ことばの教育では、文から型を抽出し、文型(パターン)として学ばせるという方法があります。「これは本です」の文型は「N1はN2です」(Nは名詞)です。
この文型で用いられている「N1は」の「は」ですが、「が」とどう違うのかという質問が日本語学習者からよくあります。では、「は」と「が」はどう違うのでしょうか。

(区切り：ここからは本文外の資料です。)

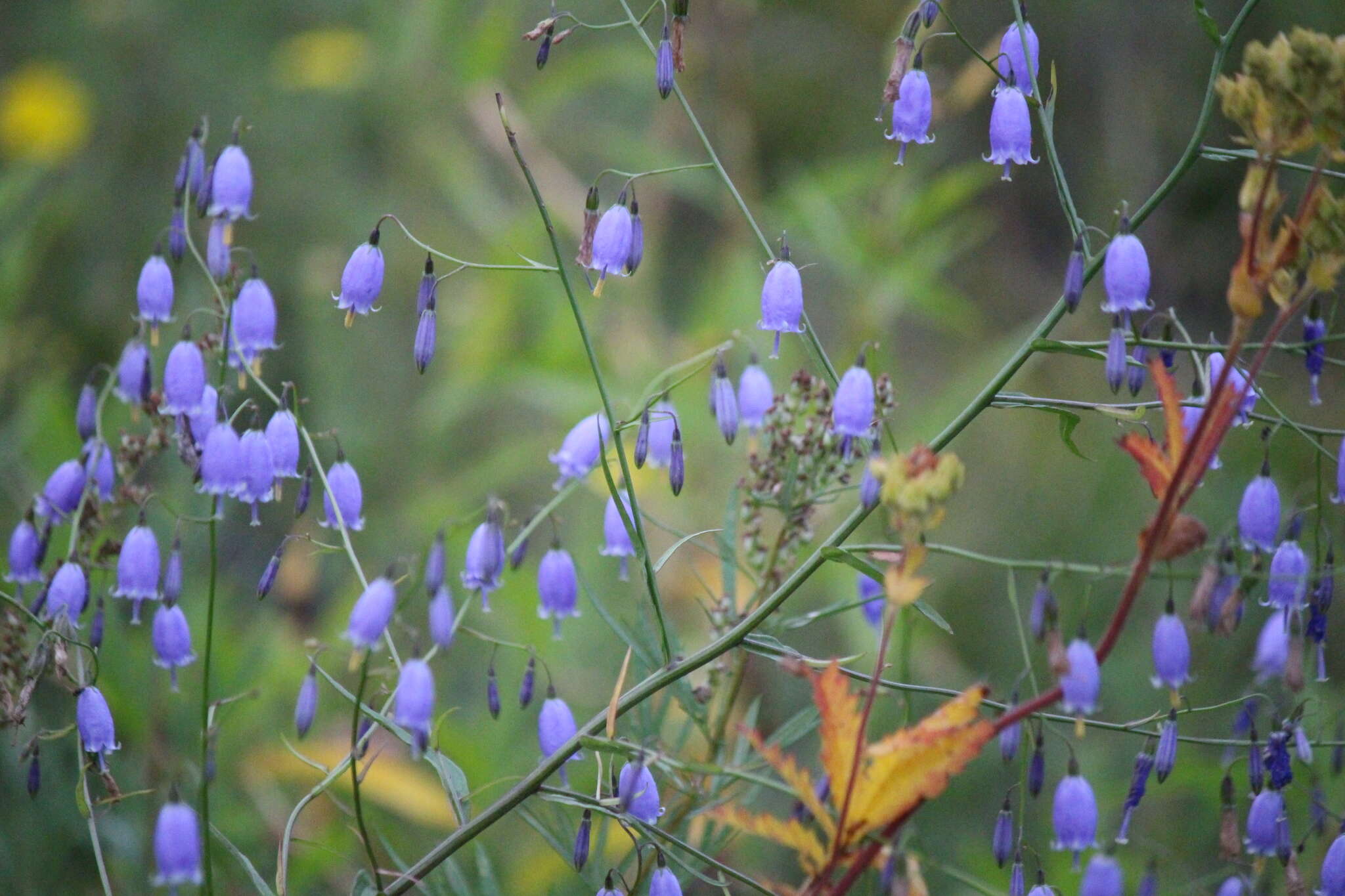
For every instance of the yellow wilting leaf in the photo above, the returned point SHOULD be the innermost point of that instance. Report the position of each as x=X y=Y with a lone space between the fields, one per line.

実は、この違いを説明することはなかなか難しく、日本語教育では「は」と「が」だけで一冊の学習用の本があるくらいです。今回は「N1はN2です」と「N1がN2です」を比較することで、「は」と「が」の違いの一面を見てみましょう。
(1)これは本です。
(2)これが本です。
まず(1)(2)が答えになる疑問文をそれぞれ考えてみます。疑問文は次のようになるでしょう。
(1′)それ(これ)は何ですか。
(2′)本はどれですか。/どれが本ですか。
疑問文においては、「何」「どれ」に該当する情報が聞きたい情報です。その聞きたい情報が(1)(2)のどこに来ているかを見てみると、下線部の部分です。
(1)これは本です。
(2)これは本です。
ですから、(1′)(2′)の答えは、それぞれ、「本」、「これ」と言っただけでも成り立ちます。つまり、(1)は「N1はN2(伝えたい重要な情報)です」となっており、「これ」に該当するのは、「ペン」でも「鉛筆」でも「机」でも「ノート」でもなく「本」だと言っているのです。(2)は「N1(伝えたい重要な情報)がN2です」となっており、「本」に該当するのは、「それ」でも「あれ」でもなく「これ」だと言っているのです。
(1′)(2′)の疑問文における「何」「どれ」などの疑問詞の位置も違っています。「Nは疑問詞ですか」、「疑問詞がNですか」となっています。疑問文における疑問詞の位置の違いも、伝えたい重要な情報は何なのかという点から理解できると思います。